A screenshot showed the permissions assigned to a low-privileged user, among which the Create Subkey permission was notable. This permission, also referred to as AppendData/AddSubdirectory, corresponds with the script's findings.

The inability to modify certain values directly, yet the capability to create new subkeys, was noted. An example highlighted was an attempt to alter the ImagePath value, which resulted in an access denied message.

Despite these limitations, a potential for privilege escalation was identified through the possibility of leveraging the Performance subkey within the RpcEptMapper service's registry structure, a subkey not present by default. This could enable DLL registration and performance monitoring.

Documentation on the Performance subkey and its utilization for performance monitoring was consulted, leading to the development of a proof-of-concept DLL. This DLL, demonstrating the implementation of OpenPerfData, CollectPerfData, and ClosePerfData functions, was tested via rundll32, confirming its operational success.
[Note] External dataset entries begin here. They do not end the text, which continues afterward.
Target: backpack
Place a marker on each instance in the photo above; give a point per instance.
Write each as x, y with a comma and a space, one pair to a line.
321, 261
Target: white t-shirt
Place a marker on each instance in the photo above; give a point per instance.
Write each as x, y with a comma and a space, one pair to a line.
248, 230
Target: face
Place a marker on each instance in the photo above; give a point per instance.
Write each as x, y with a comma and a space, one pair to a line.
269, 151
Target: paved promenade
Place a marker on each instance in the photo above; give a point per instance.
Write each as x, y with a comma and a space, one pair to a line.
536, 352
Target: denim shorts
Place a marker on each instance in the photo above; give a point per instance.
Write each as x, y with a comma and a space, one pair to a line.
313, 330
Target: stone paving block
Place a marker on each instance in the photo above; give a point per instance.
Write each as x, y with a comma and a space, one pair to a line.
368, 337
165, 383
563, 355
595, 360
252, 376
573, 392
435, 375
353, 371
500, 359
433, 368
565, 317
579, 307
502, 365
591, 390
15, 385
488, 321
The goal was to coerce the RPC Endpoint Mapper service into loading the crafted Performance DLL. Observations revealed that executing WMI class queries related to Performance Data via PowerShell resulted in the creation of a log file, enabling the execution of arbitrary code under the LOCAL SYSTEM context, thus granting elevated privileges.

The persistence and potential implications of this vulnerability were underscored, highlighting its relevance for post-exploitation strategies, lateral movement, and evasion of antivirus/EDR systems.

Although the vulnerability was initially disclosed unintentionally through the script, it was emphasized that its exploitation is constrained to outdated Windows versions (e.g., Windows 7 / Server 2008 R2) and requires local access.